Testing hospital patients on their ability to perform everyday tasks before they are released could go a long way to keeping them from returning to the hospital, new research from Johns Hopkins University suggests.
Tasks such as moving from a bed to a chair, eating, using the toilet and communicating are uniformly assessed after patients go to rehabilitation facilities from hospitals, but function isn't always tested in a standardized way before they go. And Hopkins researchers found that low scores on a standardized test of the tasks was a good predictor of hospital readmission.
Improving a patient's abilities before they leave could not only benefit the patient but the hospital's bottom line. Medicare is now penalizing hospitals when patients return within 30 days.

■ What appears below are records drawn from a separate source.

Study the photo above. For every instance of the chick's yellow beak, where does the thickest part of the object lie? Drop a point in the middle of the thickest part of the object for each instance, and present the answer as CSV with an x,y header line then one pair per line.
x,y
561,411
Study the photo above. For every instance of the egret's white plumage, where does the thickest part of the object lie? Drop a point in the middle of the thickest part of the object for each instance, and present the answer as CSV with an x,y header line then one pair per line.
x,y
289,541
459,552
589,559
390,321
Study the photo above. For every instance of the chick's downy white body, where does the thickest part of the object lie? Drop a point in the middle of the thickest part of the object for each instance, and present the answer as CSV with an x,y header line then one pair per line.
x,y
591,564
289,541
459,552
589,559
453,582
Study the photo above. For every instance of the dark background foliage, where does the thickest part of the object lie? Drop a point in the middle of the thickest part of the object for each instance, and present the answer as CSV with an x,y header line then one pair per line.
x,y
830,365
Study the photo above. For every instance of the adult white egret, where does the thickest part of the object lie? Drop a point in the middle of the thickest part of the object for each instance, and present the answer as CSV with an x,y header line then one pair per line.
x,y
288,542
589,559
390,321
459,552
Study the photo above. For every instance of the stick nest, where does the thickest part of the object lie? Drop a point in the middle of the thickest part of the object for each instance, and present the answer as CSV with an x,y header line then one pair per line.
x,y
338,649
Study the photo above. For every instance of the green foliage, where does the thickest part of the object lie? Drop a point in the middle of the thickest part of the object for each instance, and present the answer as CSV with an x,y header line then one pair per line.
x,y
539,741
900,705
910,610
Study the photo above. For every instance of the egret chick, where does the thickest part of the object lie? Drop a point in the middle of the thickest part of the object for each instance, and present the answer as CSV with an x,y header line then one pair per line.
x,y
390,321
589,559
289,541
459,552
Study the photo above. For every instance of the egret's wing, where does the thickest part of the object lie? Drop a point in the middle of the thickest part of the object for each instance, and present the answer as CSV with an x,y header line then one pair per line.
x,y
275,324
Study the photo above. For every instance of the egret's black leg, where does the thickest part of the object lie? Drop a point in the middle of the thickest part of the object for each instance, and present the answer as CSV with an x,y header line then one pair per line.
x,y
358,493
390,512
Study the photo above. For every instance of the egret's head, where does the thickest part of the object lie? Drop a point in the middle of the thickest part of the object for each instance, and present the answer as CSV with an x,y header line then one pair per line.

"The Functional Independence Measure score is a direct reflection of a patient's ability to heal," said Dr. Erik Hoyer, an assistant professor in Hopkins' Department of Physical Medicine and Rehabilitation and the department's deputy director of quality and safety. "When a person cannot move his or her legs or use the bathroom independently, for example, it's telling us something about the body's physiologic reserve, its overall ability to be resilient to disease."
The research was published in the May issue of the Journal of Hospital Medicine.
Hoyer and other researchers tracked the test scores for more than 9,000 patients admitted to rehab facilities from hospitals between 2006 and 2012 and if they were readmitted to the hospital. They found those with low scores were two to three times more likely to be readmitted within 30 days.
Hoyer said hospitals aren't as focused on ensuring patients are mobile and functional before they leave.
"Helping patients become more functional before they leave the hospital is important not just for Medicare policy, but also for patients' overall hospital experience and quality of life when they leave," he said in a statement. "When you talk about whether someone can use a bedpan or the toilet, it's a question of dignity."